Linking ECUs that controlled the engine, transmission and brakes so that realtime information could be transmitted was a big challenge for engineers in the early 1980s as they looked to boost vehicle performance and safety. The standard technology of the time, universal asynchronous receiver/transmitters, didn’t support the complex task of multidomain communications. So in 1983 Robert Bosch started a programme to develop a communications protocol that could link multiple domains in real time.

The process began with a three-month series of courses in information engineering led by university professors and attended by a chosen few engineers at the Tier One supplier. Among those engineers was Uwe Kiencke, who headed the department developing the system.

Kiencke’s team was small. There were seven other engineers on the project: Wolfgang Borst, Wolfgang Botzenhard, Siegfried Dias, Otto Karl, Martin Litschel, Helmut Schelling and Jan Unruh. Every six months they reported their results to their superiors, so decisions could be made quickly. In 1985 Intel was invited to take part in the project.

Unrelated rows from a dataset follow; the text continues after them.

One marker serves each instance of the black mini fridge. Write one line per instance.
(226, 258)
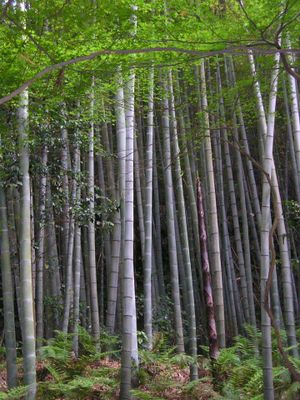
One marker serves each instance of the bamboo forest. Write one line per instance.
(150, 199)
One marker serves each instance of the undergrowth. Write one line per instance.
(162, 373)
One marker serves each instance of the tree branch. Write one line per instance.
(242, 50)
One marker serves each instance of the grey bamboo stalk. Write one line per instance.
(91, 225)
(230, 73)
(265, 227)
(234, 213)
(291, 142)
(139, 199)
(41, 250)
(77, 265)
(170, 208)
(118, 232)
(14, 248)
(8, 297)
(52, 257)
(213, 220)
(157, 224)
(129, 201)
(65, 185)
(29, 354)
(148, 215)
(184, 236)
(295, 115)
(267, 124)
(69, 270)
(128, 355)
(226, 241)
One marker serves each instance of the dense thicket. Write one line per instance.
(147, 187)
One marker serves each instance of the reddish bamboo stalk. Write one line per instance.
(207, 288)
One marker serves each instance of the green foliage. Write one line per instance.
(14, 394)
(75, 378)
(239, 370)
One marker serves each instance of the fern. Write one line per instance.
(14, 394)
(142, 395)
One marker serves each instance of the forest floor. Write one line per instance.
(166, 382)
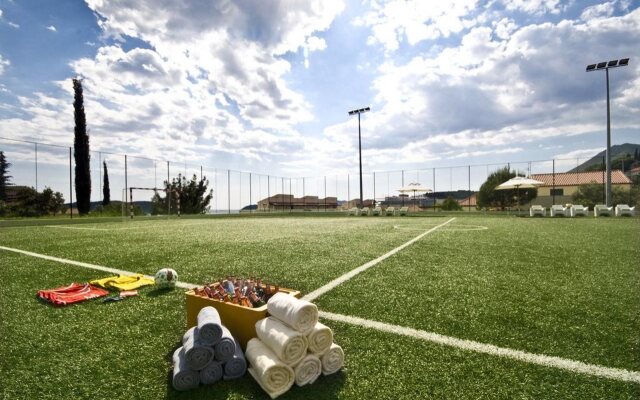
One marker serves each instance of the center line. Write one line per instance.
(341, 279)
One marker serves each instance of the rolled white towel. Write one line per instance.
(320, 339)
(197, 354)
(184, 378)
(237, 366)
(273, 376)
(212, 373)
(307, 370)
(226, 346)
(209, 325)
(298, 314)
(288, 344)
(332, 359)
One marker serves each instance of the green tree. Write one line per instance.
(30, 203)
(106, 191)
(489, 197)
(593, 193)
(81, 151)
(450, 204)
(5, 179)
(194, 198)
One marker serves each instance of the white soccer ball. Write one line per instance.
(166, 277)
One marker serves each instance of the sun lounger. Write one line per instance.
(602, 210)
(624, 209)
(558, 210)
(537, 210)
(579, 209)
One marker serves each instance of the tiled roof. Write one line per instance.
(580, 178)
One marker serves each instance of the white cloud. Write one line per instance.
(535, 7)
(395, 21)
(214, 79)
(3, 64)
(603, 10)
(498, 87)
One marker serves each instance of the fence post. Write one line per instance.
(70, 187)
(374, 189)
(125, 182)
(36, 144)
(553, 181)
(434, 190)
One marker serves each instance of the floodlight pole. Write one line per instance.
(596, 67)
(360, 111)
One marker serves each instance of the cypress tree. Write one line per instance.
(106, 191)
(4, 178)
(81, 151)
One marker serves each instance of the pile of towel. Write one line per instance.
(291, 347)
(208, 353)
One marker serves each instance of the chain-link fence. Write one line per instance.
(41, 166)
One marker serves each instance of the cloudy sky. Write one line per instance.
(265, 86)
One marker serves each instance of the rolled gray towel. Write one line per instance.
(197, 354)
(212, 373)
(209, 325)
(237, 366)
(226, 346)
(184, 378)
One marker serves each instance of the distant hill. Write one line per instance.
(617, 150)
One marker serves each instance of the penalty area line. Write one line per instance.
(579, 367)
(341, 279)
(182, 285)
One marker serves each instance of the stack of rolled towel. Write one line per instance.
(208, 353)
(292, 346)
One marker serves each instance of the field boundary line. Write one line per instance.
(478, 347)
(450, 341)
(182, 285)
(341, 279)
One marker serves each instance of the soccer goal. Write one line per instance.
(129, 210)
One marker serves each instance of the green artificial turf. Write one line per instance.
(530, 284)
(539, 285)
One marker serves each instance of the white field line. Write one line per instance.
(182, 285)
(341, 279)
(469, 345)
(82, 228)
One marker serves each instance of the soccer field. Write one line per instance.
(445, 307)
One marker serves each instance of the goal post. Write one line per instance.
(169, 193)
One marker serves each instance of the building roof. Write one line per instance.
(580, 178)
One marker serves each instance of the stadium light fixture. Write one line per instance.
(353, 112)
(605, 65)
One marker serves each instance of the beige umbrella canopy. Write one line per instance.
(517, 183)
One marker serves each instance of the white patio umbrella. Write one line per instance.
(517, 183)
(414, 188)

In the eyes of Kiencke and his colleagues, that company was the inventor of the microprocessor, and therefore had to be involved. 

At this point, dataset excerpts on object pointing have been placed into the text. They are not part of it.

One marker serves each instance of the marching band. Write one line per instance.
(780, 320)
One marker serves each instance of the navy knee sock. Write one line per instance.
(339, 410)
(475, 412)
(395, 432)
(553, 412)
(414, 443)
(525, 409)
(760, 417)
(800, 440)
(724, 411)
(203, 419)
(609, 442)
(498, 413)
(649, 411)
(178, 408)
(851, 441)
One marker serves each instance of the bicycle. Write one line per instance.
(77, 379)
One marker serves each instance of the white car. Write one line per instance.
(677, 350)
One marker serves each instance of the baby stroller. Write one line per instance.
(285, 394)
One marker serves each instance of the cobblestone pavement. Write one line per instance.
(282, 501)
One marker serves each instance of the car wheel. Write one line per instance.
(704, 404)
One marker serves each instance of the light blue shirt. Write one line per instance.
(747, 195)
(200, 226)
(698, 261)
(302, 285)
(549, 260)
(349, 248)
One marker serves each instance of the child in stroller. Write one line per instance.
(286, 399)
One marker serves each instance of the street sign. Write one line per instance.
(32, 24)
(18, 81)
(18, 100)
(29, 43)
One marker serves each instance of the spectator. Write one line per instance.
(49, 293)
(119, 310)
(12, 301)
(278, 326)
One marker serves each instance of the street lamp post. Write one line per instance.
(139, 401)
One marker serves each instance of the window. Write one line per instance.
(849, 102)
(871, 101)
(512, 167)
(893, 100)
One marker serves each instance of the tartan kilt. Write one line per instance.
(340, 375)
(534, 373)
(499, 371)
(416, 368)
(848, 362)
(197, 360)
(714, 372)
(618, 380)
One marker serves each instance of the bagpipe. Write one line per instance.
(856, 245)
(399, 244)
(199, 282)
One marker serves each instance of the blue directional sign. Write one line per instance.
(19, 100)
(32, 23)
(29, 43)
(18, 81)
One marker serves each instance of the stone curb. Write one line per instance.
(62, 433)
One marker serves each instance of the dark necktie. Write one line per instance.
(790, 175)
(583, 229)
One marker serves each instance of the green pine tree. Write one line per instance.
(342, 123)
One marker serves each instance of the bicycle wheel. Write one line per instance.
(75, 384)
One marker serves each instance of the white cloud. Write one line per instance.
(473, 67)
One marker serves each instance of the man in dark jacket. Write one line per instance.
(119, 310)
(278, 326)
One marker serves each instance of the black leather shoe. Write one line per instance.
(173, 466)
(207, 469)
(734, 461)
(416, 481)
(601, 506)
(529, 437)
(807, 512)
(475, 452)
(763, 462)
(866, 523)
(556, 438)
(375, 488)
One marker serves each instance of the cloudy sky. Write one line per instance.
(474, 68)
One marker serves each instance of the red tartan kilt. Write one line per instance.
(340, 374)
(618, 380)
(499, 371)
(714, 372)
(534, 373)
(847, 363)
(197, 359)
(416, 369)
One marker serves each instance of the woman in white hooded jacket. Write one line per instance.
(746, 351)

Intel wanted assurances that the technology was suitable for the automotive sector and that demand for it would be strong enough. It asked Professor Lawrence from the Fachhochschule Wolfenbüttel engineering school in Germany to assess the system. Lawrence’s report was positive, and he even contributed the protocol’s name, Controller Area Network (CAN).

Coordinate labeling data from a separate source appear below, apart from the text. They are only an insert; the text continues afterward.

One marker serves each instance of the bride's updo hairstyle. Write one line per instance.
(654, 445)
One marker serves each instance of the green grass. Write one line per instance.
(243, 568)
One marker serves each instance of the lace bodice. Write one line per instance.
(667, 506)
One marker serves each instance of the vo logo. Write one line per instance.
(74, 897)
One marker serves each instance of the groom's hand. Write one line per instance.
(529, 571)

In 1985 Bosch and Intel began developing the required silicon chips. Two years later the first microprocessors for use in the CAN communication protocol became available. But challenges had to be overcome. Kiencke said later: “Engineers took the average message traffic, and introduced a so-called reserve factor, by which they multiplied message traffic. Calculating transfer rates from this can not guarantee message transmission within a given time under peak load. It is not the average latency time, but the maximum latency time for a subset of high-priority messages, which determines the transfer rate on the physical layer.” It was a steep learning curve.

Kiencke and his colleagues presented papers at various conferences. This was a key step in bringing European carmakers to accept the technology and in helping to open negotiations with US manufacturers. 

Protracted discussions were held with the International Organization for Standardization, but no ISO standard was agreed upon. Kiencke said: “As competing communication protocols profited from the frank discussion with ISO, the penetration of CAN into applications was rather discouraged than enhanced. Classical standardisation seems to have lost its role as a driver of technological innovation.”

The setback didn’t stop the development of the system. In 1991 Kiencke’s work was fulfilled when the first CAN network was installed in the Mercedes-Benz S-Class. It linked five ECUs with a data transfer rate of 500Kbit/s.

Kiencke was proud of his work: “CAN has entered applications in distributed automation systems and automotive electronics,” he said. “CAN contains new approaches which optimise performance and support the control of safety-relevant systems. With more and more silicon implementations available, CAN will help to reconfigure the architecture of future automation systems,” he said.  

Today CAN remains the backbone of most vehicles’ electric/electronic architectures. Without it, safety systems wouldn’t function.